Kyrgyzstan and Beyond

“There’s clearly something deeper going on in Kyrgyzstan right now in terms of democratic backsliding, pressure on civil society, targeting of independent journalists — we’ve seen multiple cases other than just ours,” Fly noted. “We do have to acknowledge that broader context, it is not limited to Kyrgyzstan. We’ve seen an authoritarian backlash against independent journalism across all of Eurasia. Almost everywhere we operate.”

But Fly says RFE/RL is optimistic that the present, tense, situation can be resolved. He plans to travel to Kyrgyzstan in two weeks and hopes to meet with Japarov, or other officials, again.

I have offered repeatedly since this problem started to meet with President Japarov or any of his officials. We’ve not had that meeting, and they have not expressed interest in dialogue. But we’ll try again.”

Fly says RFE/RL is pursuing all legal avenues, including challenging in Kyrgyz court the blocking of its websites and bank accounts and is prepared to appeal any decision to shutter the outlet. But, he added, RFE/RL is prepared above all else to carry on its work.

“We will continue to do our journalism for the Kyrgyz people. We’ve shown in country after country that you can shutter our offices, you can entirely kick us out, and we will still serve our audiences,” Fly told The Diplomat. “I would warn the Kyrgyz government to not be so foolish to think that physically shuttering an office will silence us, or silence our journalists, or deprive the Kyrgyz people of truthful information and balanced reporting.”

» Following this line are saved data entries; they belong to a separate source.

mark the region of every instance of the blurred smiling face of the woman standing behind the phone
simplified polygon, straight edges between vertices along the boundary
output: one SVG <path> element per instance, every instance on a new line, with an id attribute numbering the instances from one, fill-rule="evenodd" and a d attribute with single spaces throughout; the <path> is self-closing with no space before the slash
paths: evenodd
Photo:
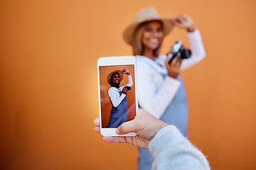
<path id="1" fill-rule="evenodd" d="M 159 21 L 150 21 L 146 23 L 142 36 L 144 52 L 156 50 L 161 45 L 163 38 L 164 33 Z"/>

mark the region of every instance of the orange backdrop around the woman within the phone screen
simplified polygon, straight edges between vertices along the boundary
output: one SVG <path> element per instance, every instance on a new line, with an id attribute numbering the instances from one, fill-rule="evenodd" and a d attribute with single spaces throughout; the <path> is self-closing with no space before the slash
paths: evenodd
<path id="1" fill-rule="evenodd" d="M 136 103 L 135 103 L 135 91 L 134 91 L 134 65 L 122 65 L 122 66 L 107 66 L 100 67 L 100 98 L 101 98 L 101 117 L 102 117 L 102 128 L 106 128 L 108 122 L 110 121 L 110 111 L 112 105 L 110 103 L 110 96 L 108 91 L 110 89 L 110 84 L 107 83 L 107 76 L 110 72 L 114 70 L 128 69 L 129 73 L 132 75 L 133 85 L 131 89 L 127 92 L 127 121 L 134 119 L 136 115 Z M 128 84 L 127 74 L 123 74 L 123 79 L 120 86 L 125 86 Z"/>

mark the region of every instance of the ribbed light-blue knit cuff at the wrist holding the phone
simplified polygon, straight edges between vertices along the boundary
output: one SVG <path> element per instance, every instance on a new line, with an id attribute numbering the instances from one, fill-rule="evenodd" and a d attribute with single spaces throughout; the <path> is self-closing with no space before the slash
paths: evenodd
<path id="1" fill-rule="evenodd" d="M 172 147 L 177 147 L 184 143 L 189 143 L 181 132 L 174 125 L 161 128 L 154 138 L 149 142 L 148 149 L 155 159 L 162 151 Z"/>

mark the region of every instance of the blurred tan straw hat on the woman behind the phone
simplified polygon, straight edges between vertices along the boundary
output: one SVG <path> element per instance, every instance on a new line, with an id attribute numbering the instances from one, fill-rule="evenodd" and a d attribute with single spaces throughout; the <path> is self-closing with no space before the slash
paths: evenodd
<path id="1" fill-rule="evenodd" d="M 149 6 L 139 11 L 134 17 L 132 23 L 124 30 L 124 41 L 127 42 L 129 45 L 132 45 L 132 37 L 134 31 L 140 24 L 147 21 L 161 21 L 164 27 L 164 35 L 170 33 L 172 28 L 174 28 L 174 24 L 171 22 L 171 18 L 160 17 L 156 9 L 152 6 Z"/>

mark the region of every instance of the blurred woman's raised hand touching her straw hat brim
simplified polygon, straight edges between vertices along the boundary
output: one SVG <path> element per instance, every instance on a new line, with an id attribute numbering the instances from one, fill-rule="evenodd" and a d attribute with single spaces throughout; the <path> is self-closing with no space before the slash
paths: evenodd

Sharshenova said shutting down Azattyk would be a “grave mistake.” 

The outlet, she noted, had “survived all five Kyrgyz presidents with varying degrees of authoritarian inclination.” Its potential closure, she explained, would illustrate just how little tolerance the government has for free, independent, professional media — and how it continues proactively shrinking civic space, eliminating opportunities for criticism and dissent.

“As the last 32 years of Kyrgyz political cycles have demonstrated, any reduction in freedoms and rights leads to an obliteration of the guilty political leadership,” she warned.